Search code examples
pythonfilezipdatabricksparquet

How to zip two files in Databricks?


I have two files stored in 'dbfs/tmp/folder/' I am trying to zip the files, although the code runs with no error but the created .zip file cannot be seen in the folder. What is the best way to zip two files in Databricks?

code:-

file_paths = ['/dbfs/dbfs/tmp/folder1/test1.parquet', 
              '/dbfs/dbfs/tmp/folder1/test2.parquet']
zip_name = 'myzip.zip'
zip_file = zipfile.ZipFile(zip_name, "w")
for file in file_paths:
  zip_file.write(file)
zip_file.close()

Executes with no error but the zipped folder cannot been seen under '/dbfs/dbfs/tmp/folder1/'


Solution

  • By default file will be created on the local disk of the driver node.

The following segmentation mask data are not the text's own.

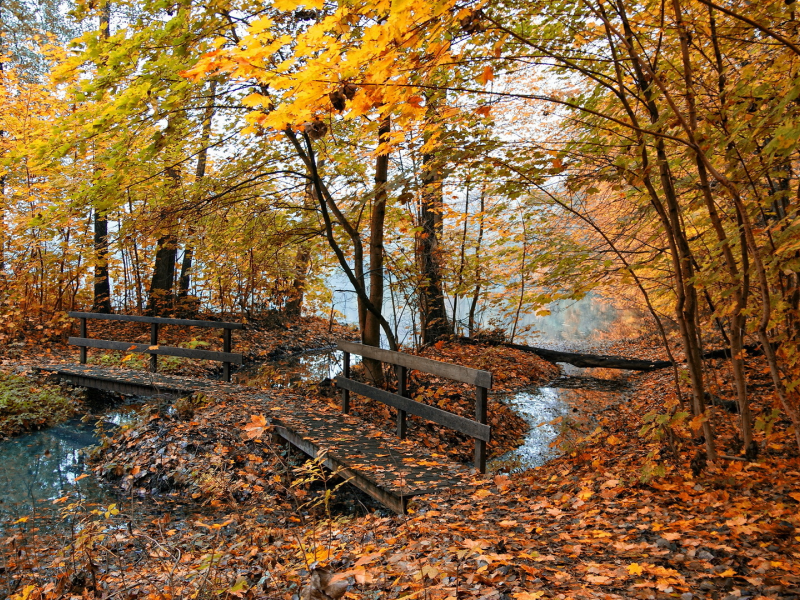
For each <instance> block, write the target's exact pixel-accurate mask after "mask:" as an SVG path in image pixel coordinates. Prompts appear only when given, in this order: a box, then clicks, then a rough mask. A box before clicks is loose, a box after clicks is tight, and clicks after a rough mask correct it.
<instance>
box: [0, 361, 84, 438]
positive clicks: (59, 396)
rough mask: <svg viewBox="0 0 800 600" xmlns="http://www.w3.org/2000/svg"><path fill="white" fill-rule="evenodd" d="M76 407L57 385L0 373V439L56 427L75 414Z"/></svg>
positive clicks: (77, 406)
mask: <svg viewBox="0 0 800 600" xmlns="http://www.w3.org/2000/svg"><path fill="white" fill-rule="evenodd" d="M78 406H79V403H78V402H77V401H76V398H75V397H73V396H71V395H70V394H69V393H66V392H64V390H62V389H61V388H60V387H58V386H55V385H51V384H47V383H42V382H40V381H37V380H36V379H31V378H30V377H26V376H23V375H13V374H11V373H6V372H3V371H0V437H6V436H12V435H19V434H20V433H25V432H27V431H33V430H36V429H41V428H43V427H49V426H51V425H55V424H57V423H60V422H61V421H64V420H66V419H68V418H69V417H71V416H73V415H75V414H76V412H77V408H78Z"/></svg>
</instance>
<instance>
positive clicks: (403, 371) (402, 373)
mask: <svg viewBox="0 0 800 600" xmlns="http://www.w3.org/2000/svg"><path fill="white" fill-rule="evenodd" d="M396 369H397V395H398V396H403V398H407V397H408V396H407V392H406V377H407V375H408V369H406V368H405V367H403V366H401V365H396ZM397 437H399V438H400V439H401V440H402V439H405V437H406V411H404V410H400V409H399V408H398V409H397Z"/></svg>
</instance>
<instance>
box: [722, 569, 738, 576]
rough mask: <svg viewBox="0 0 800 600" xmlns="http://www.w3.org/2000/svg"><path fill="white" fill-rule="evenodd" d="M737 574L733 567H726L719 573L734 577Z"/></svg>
mask: <svg viewBox="0 0 800 600" xmlns="http://www.w3.org/2000/svg"><path fill="white" fill-rule="evenodd" d="M735 575H736V571H734V570H733V569H725V570H724V571H723V572H722V573H720V574H719V577H733V576H735Z"/></svg>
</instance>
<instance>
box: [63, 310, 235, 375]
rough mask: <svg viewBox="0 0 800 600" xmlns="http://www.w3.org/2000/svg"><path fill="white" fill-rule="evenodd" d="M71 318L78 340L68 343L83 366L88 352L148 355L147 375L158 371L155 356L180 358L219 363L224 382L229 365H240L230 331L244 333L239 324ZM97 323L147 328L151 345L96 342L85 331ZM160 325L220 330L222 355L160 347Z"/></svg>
mask: <svg viewBox="0 0 800 600" xmlns="http://www.w3.org/2000/svg"><path fill="white" fill-rule="evenodd" d="M67 314H69V316H70V317H73V318H75V319H80V334H79V337H70V338H69V343H70V344H72V345H74V346H78V347H79V348H80V349H81V350H80V352H81V354H80V362H81V364H86V359H87V348H105V349H110V350H123V351H124V350H127V351H129V352H137V353H140V354H149V355H150V372H151V373H155V372H156V371H157V370H158V356H159V355H162V356H181V357H185V358H199V359H204V360H213V361H217V362H221V363H222V376H223V378H224V379H225V381H230V380H231V363H235V364H238V365H241V364H242V362H243V357H242V355H241V354H240V353H233V352H231V344H232V341H231V331H232V330H233V329H244V325H243V324H242V323H230V322H227V321H195V320H193V319H170V318H165V317H141V316H138V315H113V314H105V313H86V312H75V311H72V312H69V313H67ZM88 319H96V320H102V321H128V322H134V323H149V324H150V343H149V344H139V343H135V342H124V341H114V340H98V339H92V338H90V337H89V335H88V333H87V329H86V321H87V320H88ZM160 325H186V326H189V327H206V328H214V329H222V330H223V332H222V346H223V351H222V352H216V351H211V350H196V349H194V348H177V347H173V346H160V345H159V343H158V330H159V326H160Z"/></svg>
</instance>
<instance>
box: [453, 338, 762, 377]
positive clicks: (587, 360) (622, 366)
mask: <svg viewBox="0 0 800 600" xmlns="http://www.w3.org/2000/svg"><path fill="white" fill-rule="evenodd" d="M458 340H459V341H461V342H465V343H467V344H489V345H492V346H505V347H507V348H514V349H515V350H522V351H524V352H531V353H532V354H536V355H537V356H541V357H542V358H543V359H545V360H547V361H549V362H552V363H557V362H564V363H567V364H570V365H572V366H573V367H600V368H603V369H626V370H628V371H657V370H659V369H666V368H668V367H671V366H672V362H671V361H669V360H641V359H638V358H625V357H623V356H609V355H606V354H583V353H579V352H561V351H560V350H548V349H547V348H537V347H536V346H526V345H524V344H512V343H511V342H498V341H494V340H486V341H483V340H473V339H471V338H467V337H460V338H458ZM744 350H745V354H747V356H757V355H759V354H762V353H763V351H762V349H761V345H760V344H749V345H747V346H745V347H744ZM730 356H731V351H730V349H728V348H722V349H721V350H709V351H708V352H704V353H703V359H711V358H730Z"/></svg>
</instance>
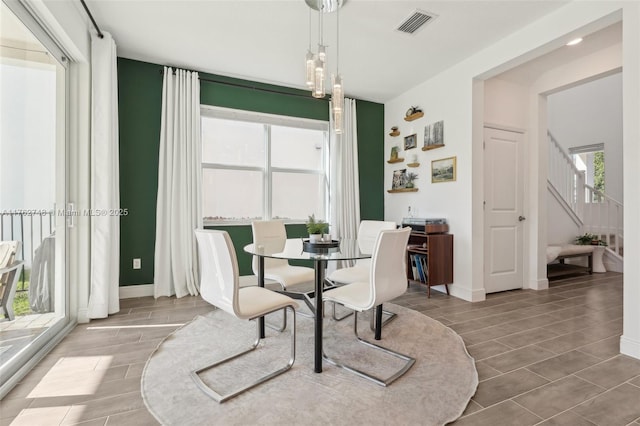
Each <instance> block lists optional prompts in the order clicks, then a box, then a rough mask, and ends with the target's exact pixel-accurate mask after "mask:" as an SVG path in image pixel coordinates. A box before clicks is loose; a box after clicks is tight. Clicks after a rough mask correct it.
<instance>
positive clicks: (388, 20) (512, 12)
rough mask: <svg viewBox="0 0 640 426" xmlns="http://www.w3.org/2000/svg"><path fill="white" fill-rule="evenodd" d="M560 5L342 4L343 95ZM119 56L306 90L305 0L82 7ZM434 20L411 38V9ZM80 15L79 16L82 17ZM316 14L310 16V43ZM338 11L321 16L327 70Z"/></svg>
mask: <svg viewBox="0 0 640 426" xmlns="http://www.w3.org/2000/svg"><path fill="white" fill-rule="evenodd" d="M565 3H567V1H554V0H547V1H540V0H537V1H525V0H511V1H504V0H503V1H451V0H449V1H399V0H377V1H365V0H348V2H347V3H346V5H345V6H344V7H343V8H342V9H341V10H340V72H341V73H342V74H343V77H344V81H345V89H346V93H347V95H348V96H352V97H356V98H359V99H366V100H371V101H375V102H385V101H387V100H389V99H392V98H393V97H395V96H397V95H399V94H400V93H402V92H404V91H406V90H408V89H410V88H411V87H414V86H416V85H418V84H420V83H421V82H423V81H425V80H427V79H429V78H430V77H432V76H434V75H436V74H438V73H440V72H442V71H443V70H445V69H447V68H448V67H450V66H452V65H453V64H455V63H457V62H459V61H461V60H462V59H464V58H466V57H468V56H470V55H471V54H473V53H474V52H476V51H478V50H480V49H482V48H485V47H487V46H489V45H491V44H493V43H494V42H496V41H497V40H499V39H501V38H503V37H504V36H505V35H507V34H509V33H512V32H514V31H516V30H517V29H519V28H521V27H523V26H525V25H527V24H528V23H530V22H533V21H535V20H536V19H538V18H540V17H541V16H543V15H545V14H547V13H549V12H551V11H553V10H554V9H557V8H558V7H561V6H562V5H563V4H565ZM87 5H88V7H89V9H90V10H91V12H92V14H93V15H94V17H95V19H96V21H97V22H98V25H99V26H100V28H101V29H102V30H103V31H108V32H110V33H111V34H112V35H113V37H114V39H115V41H116V44H117V49H118V56H122V57H126V58H131V59H137V60H142V61H147V62H153V63H157V64H162V65H171V66H178V67H183V68H187V69H192V70H198V71H202V72H209V73H214V74H221V75H227V76H233V77H240V78H246V79H250V80H254V81H260V82H267V83H274V84H279V85H283V86H288V87H295V88H304V56H305V53H306V51H307V48H308V44H309V29H310V24H309V8H308V7H307V5H306V4H305V2H304V0H288V1H270V0H261V1H246V0H234V1H223V0H201V1H186V0H182V1H173V0H127V1H121V0H87ZM416 9H420V10H423V11H426V12H430V13H433V14H436V15H438V17H437V18H436V19H434V20H432V21H431V22H430V23H428V24H427V25H426V26H425V27H423V28H422V29H420V30H419V31H418V32H416V33H415V34H414V35H407V34H404V33H400V32H398V31H396V30H395V28H396V27H397V26H398V25H399V24H400V23H401V22H402V21H403V20H404V19H406V18H407V17H408V16H409V15H410V14H411V13H413V11H414V10H416ZM83 13H84V12H83ZM316 16H317V14H316V15H314V17H313V19H312V25H311V27H312V31H311V32H312V33H313V35H314V38H313V40H314V41H313V43H314V45H315V44H316V43H317V38H316V35H317V18H316ZM335 18H336V14H335V13H333V14H330V15H328V16H327V17H326V18H325V28H326V30H325V42H326V44H328V45H329V53H328V57H329V69H330V70H334V69H335V66H336V62H335V58H336V51H335V44H336V43H335V38H336V36H335V29H336V19H335Z"/></svg>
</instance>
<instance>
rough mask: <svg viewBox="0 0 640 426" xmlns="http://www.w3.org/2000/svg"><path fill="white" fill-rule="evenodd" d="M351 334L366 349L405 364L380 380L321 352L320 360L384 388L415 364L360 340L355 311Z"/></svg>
mask: <svg viewBox="0 0 640 426" xmlns="http://www.w3.org/2000/svg"><path fill="white" fill-rule="evenodd" d="M353 332H354V334H355V336H356V339H358V342H360V343H362V344H363V345H365V346H368V347H370V348H373V349H377V350H380V351H383V352H384V353H387V354H389V355H392V356H394V357H396V358H399V359H401V360H403V361H406V362H405V363H404V365H403V366H402V368H400V369H399V370H397V371H396V372H395V373H394V374H392V375H391V376H390V377H387V378H380V377H377V376H374V375H372V374H368V373H365V372H364V371H361V370H358V369H357V368H354V367H350V366H348V365H346V364H344V363H342V362H340V361H338V360H336V359H334V358H330V357H329V356H327V355H326V354H325V353H324V351H323V353H322V358H323V359H324V360H325V361H327V362H328V363H330V364H332V365H335V366H336V367H338V368H342V369H344V370H347V371H349V372H351V373H353V374H355V375H357V376H360V377H362V378H364V379H367V380H370V381H372V382H374V383H375V384H377V385H380V386H385V387H386V386H389V385H390V384H391V383H393V382H394V381H396V380H397V379H398V378H399V377H401V376H402V375H403V374H404V373H406V372H407V371H409V369H410V368H411V367H412V366H413V364H415V362H416V360H415V358H412V357H410V356H408V355H405V354H402V353H400V352H396V351H393V350H391V349H389V348H385V347H383V346H380V345H376V344H373V343H371V342H368V341H366V340H364V339H362V338H361V337H360V336H359V335H358V312H357V311H354V317H353Z"/></svg>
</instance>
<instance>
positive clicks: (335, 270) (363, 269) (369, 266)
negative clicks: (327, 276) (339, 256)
mask: <svg viewBox="0 0 640 426" xmlns="http://www.w3.org/2000/svg"><path fill="white" fill-rule="evenodd" d="M385 229H396V223H395V222H391V221H381V220H363V221H361V222H360V226H359V227H358V246H359V248H360V251H361V252H362V253H366V254H371V253H373V247H374V246H375V244H376V239H377V238H378V234H379V233H380V231H383V230H385ZM370 265H371V259H358V260H356V264H355V265H354V266H351V267H347V268H341V269H336V270H335V271H333V272H332V273H331V274H329V276H328V277H327V278H328V279H329V281H332V282H334V283H336V284H349V283H352V282H355V281H366V280H368V279H369V267H370Z"/></svg>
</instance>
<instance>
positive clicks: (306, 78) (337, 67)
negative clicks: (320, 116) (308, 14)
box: [305, 0, 347, 133]
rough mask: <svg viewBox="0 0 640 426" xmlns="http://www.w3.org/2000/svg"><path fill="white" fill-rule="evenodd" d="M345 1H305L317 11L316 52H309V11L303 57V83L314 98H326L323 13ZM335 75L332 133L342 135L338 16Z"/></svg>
mask: <svg viewBox="0 0 640 426" xmlns="http://www.w3.org/2000/svg"><path fill="white" fill-rule="evenodd" d="M346 2H347V0H305V3H306V4H307V6H309V8H311V9H313V10H317V11H318V51H317V53H315V54H314V53H313V51H312V50H311V11H310V12H309V49H308V50H307V55H306V57H305V83H306V85H307V87H309V89H310V90H311V95H312V96H313V97H314V98H324V97H325V96H326V86H325V79H326V77H327V72H326V69H327V50H326V48H327V47H326V46H325V44H324V20H323V17H324V16H323V15H324V14H325V13H332V12H335V11H338V10H339V9H340V7H342V6H343V5H344V3H346ZM336 45H337V47H336V73H335V74H334V75H332V77H331V86H330V88H331V92H332V96H331V101H332V111H331V113H332V115H333V123H334V131H335V132H336V133H342V109H343V105H344V88H343V85H342V76H341V75H340V68H339V60H338V57H339V46H340V15H339V12H338V14H337V17H336Z"/></svg>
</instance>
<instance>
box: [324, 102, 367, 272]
mask: <svg viewBox="0 0 640 426" xmlns="http://www.w3.org/2000/svg"><path fill="white" fill-rule="evenodd" d="M331 107H332V104H331V103H329V116H330V117H332V114H331ZM343 117H344V118H343V120H344V122H343V125H344V128H343V130H342V134H340V135H337V134H335V132H334V131H333V122H330V128H331V137H330V140H331V168H330V170H331V197H332V198H331V225H332V230H331V234H332V237H333V238H338V239H340V238H357V235H358V226H359V225H360V183H359V180H358V133H357V122H356V101H355V100H354V99H349V98H345V100H344V108H343ZM329 263H333V262H329Z"/></svg>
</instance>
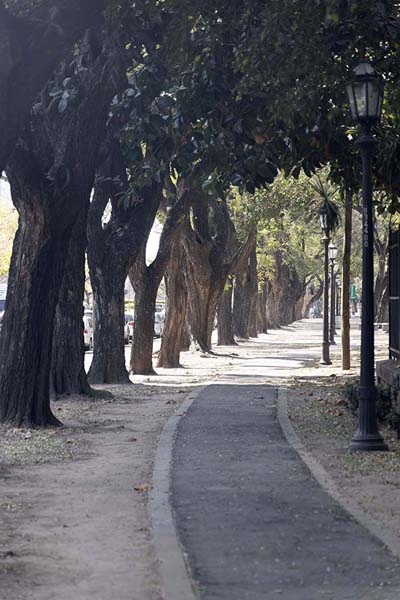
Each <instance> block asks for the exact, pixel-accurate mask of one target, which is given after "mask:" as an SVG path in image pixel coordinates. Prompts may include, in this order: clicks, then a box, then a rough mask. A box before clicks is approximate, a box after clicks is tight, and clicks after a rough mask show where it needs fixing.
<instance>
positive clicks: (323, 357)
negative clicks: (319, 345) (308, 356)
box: [319, 341, 332, 365]
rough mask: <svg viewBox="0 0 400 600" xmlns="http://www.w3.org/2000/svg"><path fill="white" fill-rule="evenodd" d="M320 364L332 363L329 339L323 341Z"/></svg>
mask: <svg viewBox="0 0 400 600" xmlns="http://www.w3.org/2000/svg"><path fill="white" fill-rule="evenodd" d="M319 364H320V365H331V364H332V361H331V357H330V356H329V341H323V342H322V356H321V360H320V361H319Z"/></svg>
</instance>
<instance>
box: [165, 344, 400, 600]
mask: <svg viewBox="0 0 400 600" xmlns="http://www.w3.org/2000/svg"><path fill="white" fill-rule="evenodd" d="M294 341H295V340H294ZM292 351H293V352H292ZM296 352H297V353H298V354H299V359H297V360H300V361H302V360H304V359H305V358H308V357H309V358H311V354H312V353H313V352H315V348H314V349H313V350H311V351H310V349H306V350H305V349H304V347H303V348H302V347H301V346H298V347H297V346H296V343H294V344H293V347H292V348H291V350H290V352H289V351H288V353H287V355H286V356H285V357H283V356H281V357H280V359H279V360H280V361H281V362H280V363H279V365H277V364H276V363H275V364H274V365H272V364H271V357H261V356H260V357H259V358H257V359H252V360H250V361H248V364H247V365H246V367H245V368H244V367H243V366H242V367H241V368H240V369H236V375H235V374H234V373H232V374H227V375H226V376H225V377H224V378H223V380H221V382H217V383H216V384H213V385H210V386H208V387H206V388H205V389H204V390H203V391H202V392H201V393H200V394H199V396H198V397H197V398H196V400H195V401H194V403H193V404H192V406H191V408H190V409H189V411H188V412H187V414H186V416H185V417H184V418H182V419H181V421H180V423H179V426H178V431H177V437H176V441H175V447H174V453H173V467H172V484H171V502H172V506H173V510H174V513H175V519H176V527H177V531H178V535H179V538H180V541H181V543H182V545H183V547H184V550H185V552H186V554H187V557H188V564H189V567H190V570H191V574H192V577H193V579H194V581H195V582H196V587H197V590H198V594H199V597H200V598H201V599H202V600H264V599H265V600H270V599H271V600H272V599H275V598H276V599H282V600H321V599H322V600H323V599H325V598H326V599H329V600H398V598H399V597H400V569H399V567H400V565H399V563H398V561H397V560H395V559H394V558H393V557H392V555H391V554H390V553H389V551H388V550H386V549H385V548H384V547H383V545H382V544H381V543H380V542H379V541H378V540H377V539H376V538H374V537H373V536H372V535H371V534H370V533H369V532H368V531H367V530H365V529H364V528H363V527H362V526H361V525H360V524H359V523H358V522H356V521H355V520H354V519H352V518H351V517H350V516H349V515H348V514H347V513H346V512H345V511H344V510H343V509H342V508H341V507H340V506H339V505H338V504H337V503H336V502H335V501H334V500H333V499H332V498H331V497H330V496H329V495H328V494H327V493H326V492H325V491H324V490H323V489H322V488H321V487H320V485H319V484H318V483H317V482H316V480H315V479H314V478H313V477H312V476H311V474H310V472H309V470H308V469H307V467H306V466H305V465H304V463H303V462H302V461H301V459H300V458H299V457H298V455H297V453H296V452H295V451H294V450H293V449H292V448H291V447H290V446H289V444H288V442H287V441H286V438H285V437H284V435H283V433H282V431H281V428H280V426H279V422H278V419H277V415H276V398H277V390H276V388H275V387H273V386H268V385H263V380H264V381H265V379H266V378H267V377H268V378H269V377H270V375H271V372H272V370H275V371H276V376H277V377H278V373H279V379H281V376H282V374H281V372H280V371H281V370H282V369H283V370H284V371H285V370H287V372H288V373H290V372H291V371H292V370H293V369H294V368H295V365H296V357H295V355H296ZM293 353H294V354H293ZM305 355H306V356H305ZM300 357H301V358H300ZM285 363H286V364H285Z"/></svg>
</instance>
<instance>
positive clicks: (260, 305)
mask: <svg viewBox="0 0 400 600" xmlns="http://www.w3.org/2000/svg"><path fill="white" fill-rule="evenodd" d="M257 330H258V333H268V318H267V284H266V283H265V282H263V283H262V284H261V287H260V290H259V292H258V294H257Z"/></svg>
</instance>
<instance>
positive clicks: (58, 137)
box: [0, 40, 125, 426]
mask: <svg viewBox="0 0 400 600" xmlns="http://www.w3.org/2000/svg"><path fill="white" fill-rule="evenodd" d="M104 43H105V44H106V40H104ZM108 50H110V49H108ZM86 51H87V52H88V53H90V52H91V45H90V43H89V42H88V46H87V47H86ZM112 54H113V53H112V51H111V50H110V54H109V53H108V51H107V56H109V58H110V63H109V64H108V69H107V68H105V57H104V56H103V55H99V54H98V53H96V58H94V61H95V63H96V65H97V66H98V70H94V71H93V70H92V69H90V68H88V69H87V70H86V71H84V72H81V73H80V92H81V102H80V103H79V105H78V106H74V107H73V108H71V109H69V108H67V110H65V111H64V112H59V111H58V110H57V111H56V112H51V106H52V103H51V101H50V100H49V99H48V96H47V95H46V94H43V95H42V102H41V103H40V105H38V106H37V107H36V108H35V111H34V112H33V113H32V117H31V122H30V124H29V126H27V127H26V130H25V132H24V136H23V141H22V142H21V144H20V145H18V147H17V149H16V151H15V153H14V156H13V158H12V160H11V162H10V164H9V168H8V170H7V173H8V175H9V179H10V183H11V189H12V194H13V200H14V202H15V205H16V207H17V209H18V211H19V216H20V220H19V229H18V233H17V237H16V242H15V244H14V249H13V256H12V265H11V272H10V285H9V289H8V293H7V300H6V313H5V316H4V320H3V327H2V332H1V338H0V358H1V361H0V362H1V364H0V419H1V420H2V421H6V422H11V423H14V424H16V425H21V424H22V423H26V424H29V425H40V426H43V425H52V424H56V423H57V420H56V419H55V417H54V416H53V415H52V413H51V410H50V401H49V384H50V367H51V354H52V347H53V333H54V317H55V310H56V305H57V301H58V294H59V290H60V286H61V282H62V277H63V273H64V266H65V260H66V257H67V251H68V247H69V242H70V238H71V234H72V230H73V227H74V225H75V223H76V221H77V219H78V216H79V214H80V211H81V210H82V207H83V206H84V204H85V202H86V201H87V200H88V198H89V196H90V190H91V187H92V183H93V173H94V168H95V164H96V159H97V148H98V145H99V140H101V139H102V132H103V130H104V127H105V122H106V118H107V114H108V108H109V103H110V101H111V98H112V97H113V95H114V94H115V86H116V85H117V81H118V76H117V70H116V69H115V68H114V67H113V68H112V64H113V65H114V57H113V58H111V55H112ZM119 56H120V54H119V53H118V52H117V57H119ZM117 60H118V62H119V58H117ZM111 63H112V64H111ZM117 64H118V63H117ZM99 71H100V72H101V73H102V74H104V77H103V76H102V77H100V78H99ZM119 75H120V77H121V80H122V79H123V80H124V81H125V68H123V69H122V68H121V69H120V72H119ZM58 76H59V77H65V71H64V70H63V69H61V70H60V72H59V74H58ZM107 82H108V83H109V82H111V87H110V85H107ZM93 84H94V85H93ZM111 88H112V89H111ZM89 90H90V93H89ZM100 90H101V91H100ZM48 102H49V104H47V103H48ZM97 136H99V137H98V138H97ZM21 307H23V313H24V314H23V315H22V314H21V312H20V311H21ZM17 322H18V323H17ZM21 328H22V329H21ZM15 373H18V378H16V377H15Z"/></svg>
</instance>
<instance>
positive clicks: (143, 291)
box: [129, 181, 187, 375]
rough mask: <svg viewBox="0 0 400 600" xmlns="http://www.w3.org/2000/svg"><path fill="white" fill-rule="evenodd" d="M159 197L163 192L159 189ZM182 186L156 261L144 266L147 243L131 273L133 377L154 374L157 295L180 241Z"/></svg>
mask: <svg viewBox="0 0 400 600" xmlns="http://www.w3.org/2000/svg"><path fill="white" fill-rule="evenodd" d="M159 193H160V195H161V193H162V190H161V188H160V191H159ZM186 209H187V190H186V187H185V182H184V181H181V182H178V185H177V190H176V202H175V204H174V205H173V206H172V207H171V208H170V209H169V211H168V214H167V219H166V221H165V224H164V227H163V230H162V233H161V237H160V245H159V249H158V252H157V256H156V258H155V260H154V261H153V262H152V263H151V264H150V265H148V266H147V265H146V243H147V240H146V243H144V244H143V245H142V248H141V251H140V253H139V256H138V258H137V260H136V263H135V265H134V267H133V268H131V270H130V274H129V276H130V280H131V282H132V285H133V287H134V289H135V327H134V331H133V342H132V352H131V371H132V373H135V374H141V375H148V374H154V372H155V371H154V369H153V359H152V357H153V337H154V313H155V306H156V299H157V291H158V288H159V286H160V283H161V279H162V278H163V276H164V273H165V270H166V268H167V265H168V263H169V260H170V257H171V251H172V248H173V246H174V245H175V244H176V243H177V241H178V240H179V237H180V235H181V232H182V229H183V225H184V222H185V218H186V212H187V210H186Z"/></svg>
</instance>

But you can't put /dbfs/... as output destination because of the DBFS limitations, described in this answer. What you'll need is:

    1. Write file to the local disk into the know location, for example, zip_name = 'myzip.zip'
    2. When file is written, copy it to the DBFS using dbutils.fs.cp command using file: as prefix for the local file name:
    zip_name = '/tmp/myzip.zip'
    zip_file = zipfile.ZipFile(zip_name, "w")
    for file in file_paths:
      zip_file.write(file)
    zip_file.close()
    # copy file from local disk to DBFS...
    dbutils.fs.cp(f"file:{zip_name}", zip_name)